Holy Friday – The Great Equalizer – Crucifixion
Armodoxy for Today – Holy Friday – Participants in the Crucifixion
The journey through Lent, and now through Holy Week culminates today. It all comes together at the foot Cross. The Cross is the great equalizer. No one is exempt from the Cross – young and old, rich and poor, statesman and transient all have their crosses, but today, we witness that even God is crucified.
The Crucifixion of our Lord, Jesus Christ is an event of singularity. It stands unique in the history of humankind. The acts of love, kindness and the message of hope with which Jesus came and showered us was repaid by acts of hatred, prejudice and death. He was crucified as a death sentence; a death sentence for spreading love.
With the help of St. Nersess Shnorhali, and his magnificent Aysor Anjar prayer we can come to understand the significance of this day as he takes love and juxtaposes it next to the hate that led to the Cross. First, we understand that this is not an ordinary man being punished, or even falsely punished for crimes. Rather, this is the Creator. This is the same One who breathed that first breath of life in the first human (and each of us) and now that Breath was being beaten out of Him. St. Nersess reminds us that the One who cried down from the Cross saying, I am thirsty was the same One who was offered vinegar, when, in fact, He was the one who made the rivers flow out of Eden. The same Hands which were nailed to the Cross and from which Blood was now dripping, were the same Hands which had fashioned the heavens and the earth, the same Hands which had written the law on the tablets. Those same Hands had given sight to the blind and hearing to the deaf and had pulled Peter from the sea and then hushed the sea. Those same Hands which had created all of us were now being nailed by us to the Cross.

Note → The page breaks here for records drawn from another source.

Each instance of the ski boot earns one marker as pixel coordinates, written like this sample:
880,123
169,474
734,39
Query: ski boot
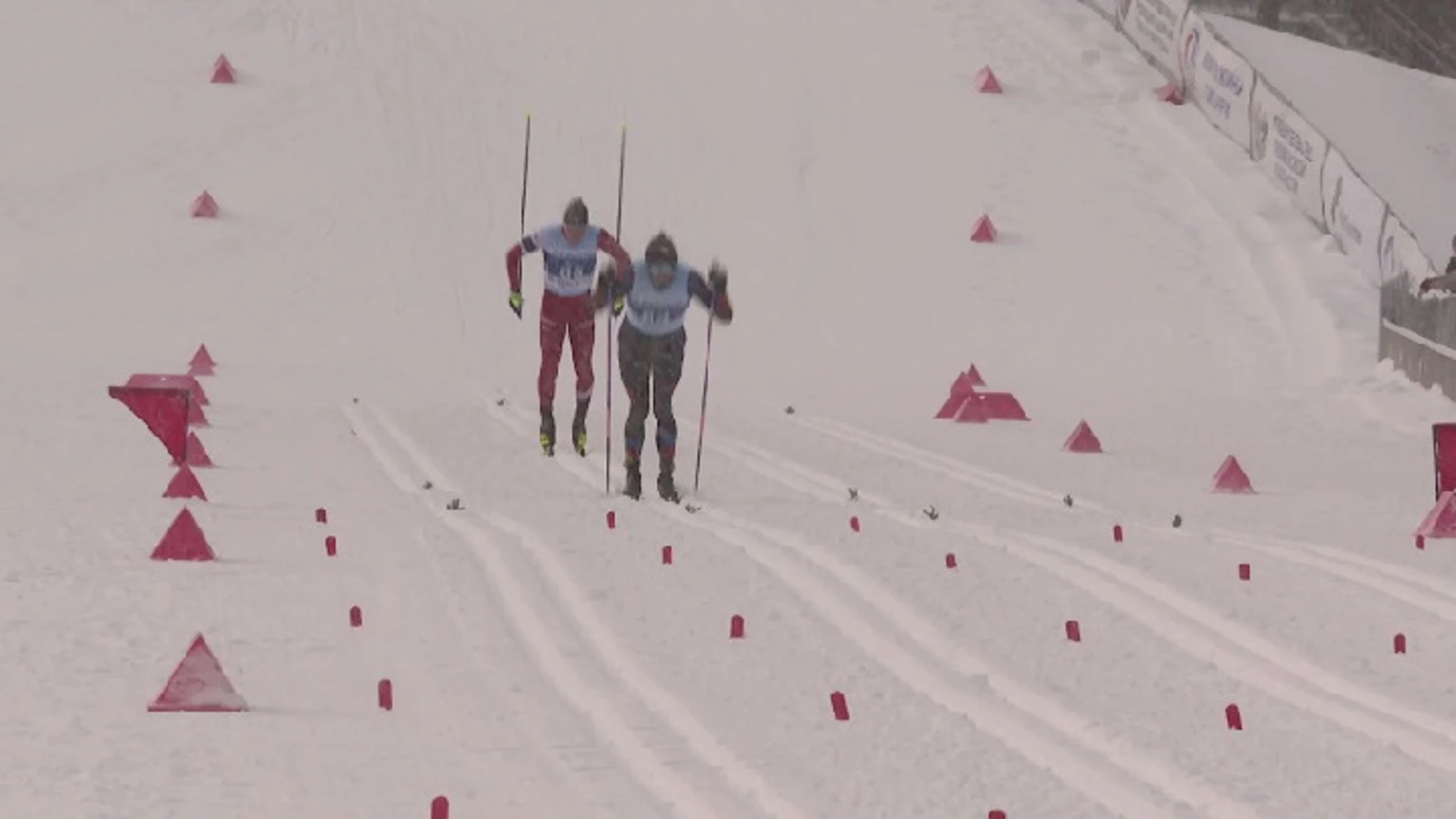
664,484
634,487
579,428
548,433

Today’s meditation is one of not only walking with Jesus to the Crucifixion, but understanding our place within the story of Crucifixion. That is, those people who nail Christ to the Cross are none other than us. When we practice hatred, when we allow prejudice, when we carry anger in our hearts, we are basically putting Christ back up on that Cross. We are the ones who are pounding those nails into Him, because just as we learned that when we practice good deeds to the least of Christ’s brothers and therefore do it to him, so too when we hate, when we allow anger to rule our emotions toward our brothers and sisters we therefore allow that hatred to go to Christ, and we participate in this Crucifixion,
Our Lenten journey, together with our Holy Week journey, is now ending. We arrive at the cross of Christ. We stand there at the foot of the cross, looking up and seeing our Savior beaten, bleeding and now killed.
We see Jesus looking down at us, asking for water, asking for assistance, asking for his mother. We hear him say to Here is your mother… reminding us that in this world we are united. The Crucifixion reminds us about the common thread that unites us all: the suffering of humankind. In fact, we may never be able to understand in human terms what a resurrection is, but when you talk about crucifixion, each and every one of us understands some portion of betrayal, of denial, of loneliness, of hurt, of pity, of being nailed for things that we never will understand, and at that final hour, Jesus cries out. Eli, Eli, lama sabachthani? (=My God, my God. Why have you forsaken me) cry that we share, a cry that comes from the bottom of our hearts as well.